August 2019
·
2,369 Reads
Object detection is a computer vision technique for locating instances of objects in images or videos. It basically deals with the detection of instances of semantic objects of a certain class in digital images and videos. It is a spine of a lot of practical applications of computer vision including image retrieval, self-driving cars, face recognition, object tracking, video surveillance, etc. Hence, object detection is significantly encompassing many fields in today's world. Object detection can be achieved through traditional machine learning approaches which are histogram of oriented gradients (HoG) or scale-invariant feature transform (SIFT) features and also through various deep learning approaches which include two broad categories. First is an architecture which uses two neural networks which includes region proposals (R-CNN, Fast R-CNN & Faster R-CNN) & second is single shot detectors which includes You Only Look Once (YOLO) and Single Shot MultiBox Detector (SSD). YOLO and SSD are way faster than RCNN and its derivatives. YOLO basically uses Darknet for feature extraction followed by convolutional layers for object localization while SSD uses VGG-16 for feature extraction. Though the problem of object detection is gaining the attention of the research community, most of the works have concentrated on improving current object detection algorithms.
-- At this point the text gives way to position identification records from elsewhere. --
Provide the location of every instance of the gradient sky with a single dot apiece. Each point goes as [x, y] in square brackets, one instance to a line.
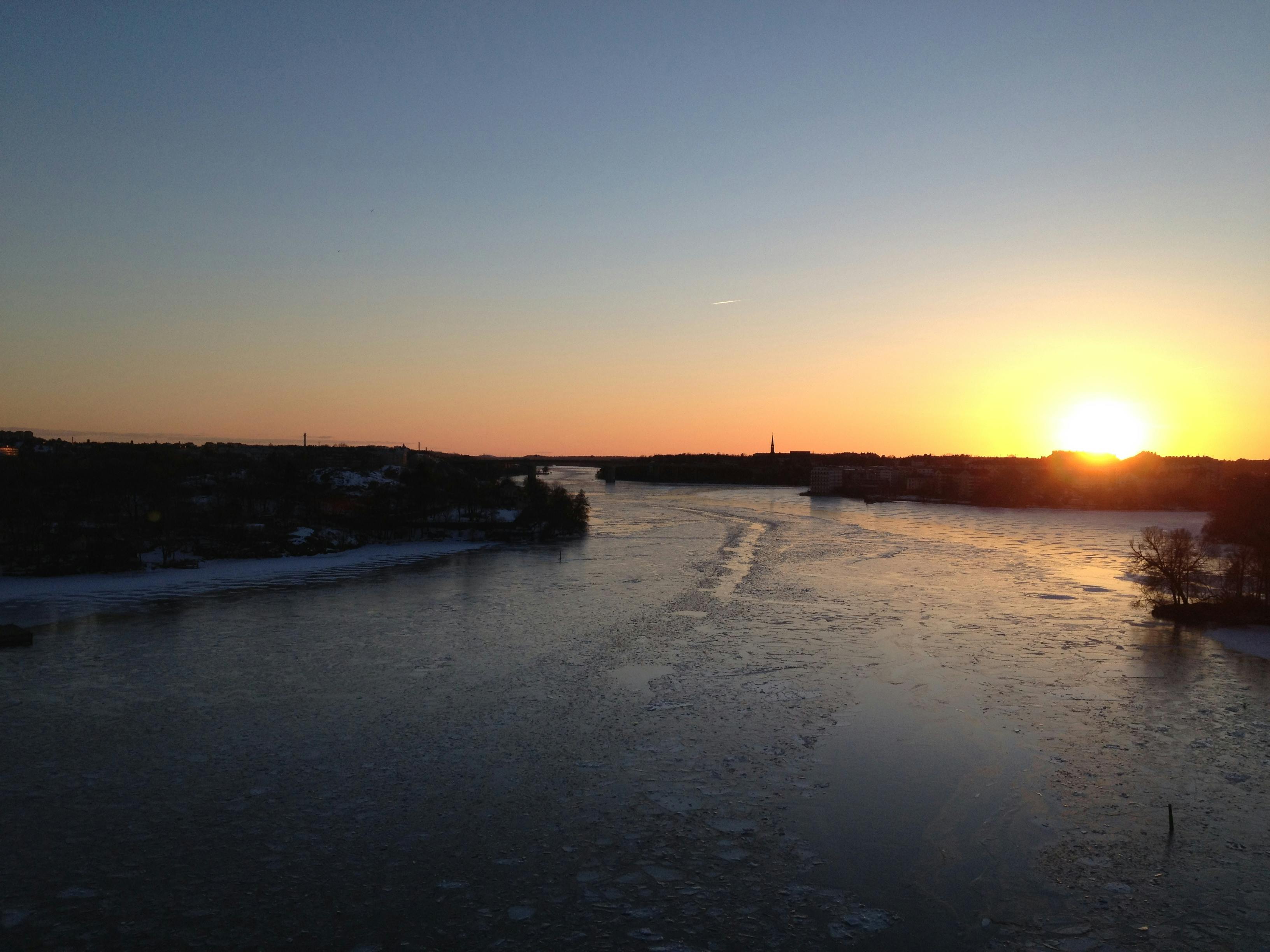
[502, 228]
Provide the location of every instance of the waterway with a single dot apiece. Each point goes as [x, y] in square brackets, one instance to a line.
[730, 718]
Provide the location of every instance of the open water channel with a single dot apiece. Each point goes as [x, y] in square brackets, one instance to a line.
[727, 719]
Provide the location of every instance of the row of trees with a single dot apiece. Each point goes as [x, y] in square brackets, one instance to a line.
[1227, 565]
[97, 507]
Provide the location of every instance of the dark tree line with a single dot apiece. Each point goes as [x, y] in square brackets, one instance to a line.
[98, 507]
[1225, 573]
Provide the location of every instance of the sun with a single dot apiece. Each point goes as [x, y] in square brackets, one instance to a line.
[1103, 427]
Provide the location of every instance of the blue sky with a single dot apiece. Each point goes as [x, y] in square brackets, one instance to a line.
[202, 203]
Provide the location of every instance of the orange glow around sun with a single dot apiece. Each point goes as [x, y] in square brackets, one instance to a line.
[1103, 427]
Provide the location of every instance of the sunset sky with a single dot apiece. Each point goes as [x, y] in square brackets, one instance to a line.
[942, 228]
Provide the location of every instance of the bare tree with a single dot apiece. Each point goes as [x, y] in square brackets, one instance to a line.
[1172, 564]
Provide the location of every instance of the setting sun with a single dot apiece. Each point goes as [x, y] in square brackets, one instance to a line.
[1103, 427]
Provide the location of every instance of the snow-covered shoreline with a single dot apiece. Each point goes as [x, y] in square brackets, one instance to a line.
[44, 600]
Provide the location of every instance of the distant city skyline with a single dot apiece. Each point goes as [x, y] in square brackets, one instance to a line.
[604, 229]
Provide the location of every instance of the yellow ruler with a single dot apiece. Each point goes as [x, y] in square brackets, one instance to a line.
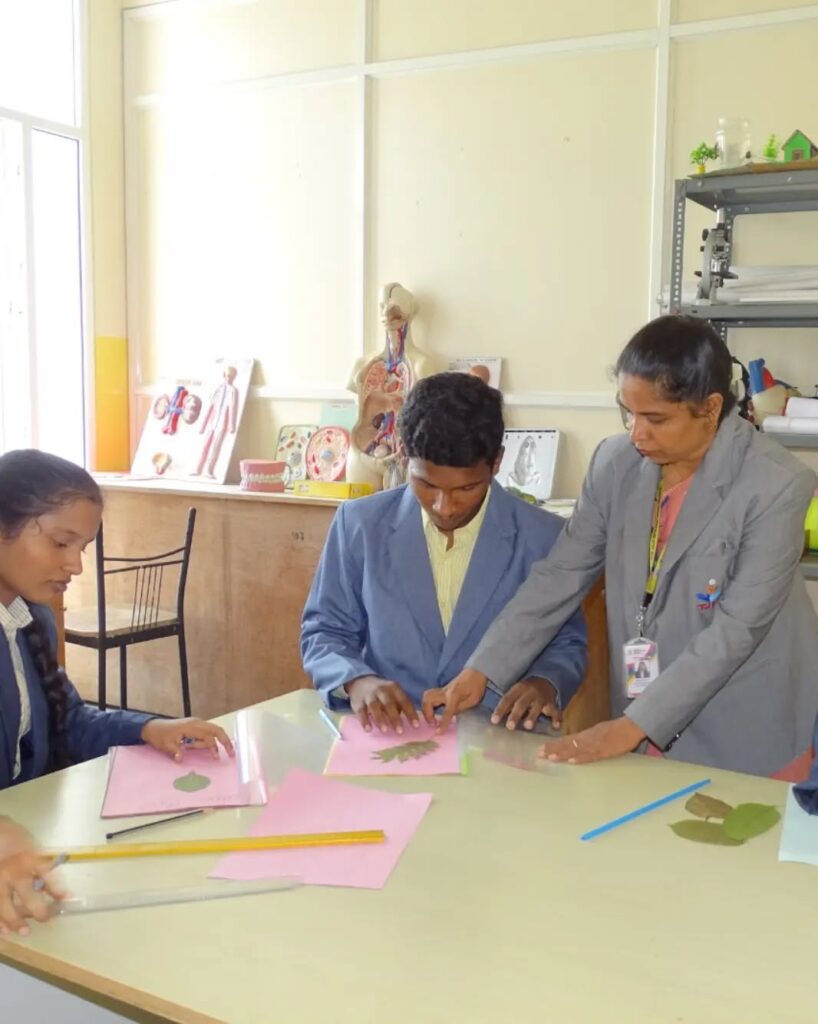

Detection of objects on unseen classes for which the networks were never trained has been overlooked. In this work, an attempt has been made to understand the YOLO architecture and answer various questions related to it and also to improve the existing single shot detectors like YOLO and SSD to classify unseen classes in real time by incremental learning. This can prove very robust as it is very difficult retrain these huge convolutional networks as and when new classes are added, that too in real time.